Nanoscale Inhomogeneities and Thermodynamics of Unfilled Polymer Gels

Abstract

The description of the structure of swollen polymer networks and its relationship with mechanical and thermodynamic properties has been an unresolved problem for a long time. In spite of a number of theoretical approaches, no simple formalism has been found that captures the structural variety of real gels. Here we report a new approach to describe inhomogeneities in the nanometer size range that develop in the course of the cross‐linking process, and their relationship with the macroscopic elastic properties. Experimental data from small angle neutron scattering (SANS), osmotic swelling pressure, and elastic modulus measurements were obtained on polyfluorosilicone (PFSi) gels prepared by different cross‐linking processes from precursor chains of monomodal and bimodal distributions.

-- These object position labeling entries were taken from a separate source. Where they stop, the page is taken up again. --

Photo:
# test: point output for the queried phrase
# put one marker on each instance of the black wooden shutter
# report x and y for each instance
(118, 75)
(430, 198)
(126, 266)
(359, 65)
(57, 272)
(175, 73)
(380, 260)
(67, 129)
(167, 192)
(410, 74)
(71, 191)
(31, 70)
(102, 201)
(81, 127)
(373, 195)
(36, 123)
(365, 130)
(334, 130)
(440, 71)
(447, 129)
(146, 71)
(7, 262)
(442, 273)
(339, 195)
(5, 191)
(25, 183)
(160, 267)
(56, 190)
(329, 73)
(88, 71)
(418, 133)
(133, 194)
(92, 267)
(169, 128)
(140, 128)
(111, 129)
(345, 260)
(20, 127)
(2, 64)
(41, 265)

The neutron scattering response of these gels reveals two types of concentration fluctuations, namely, those originating from nanoscale frozen‐in constraints generated by the cross‐links and the time‐dependent thermodynamic fluctuations associated with the osmotic properties of the network chains. The amplitude of the frozen‐in concentration fluctuations deduced from small angle neutron scattering measurements is found to be proportional to the ratio of the macroscopic elastic shear modulus to the osmotic compression modulus. The thermodynamic concentration fluctuations are in agreement with the results of dynamic light scattering and macroscopic osmotic pressure measurements. The present approach describes the effect of the nanoscale features on the macroscopic properties of the gel. Dedicated to Professor John L. Stanford on the occasion of his 60th birthday.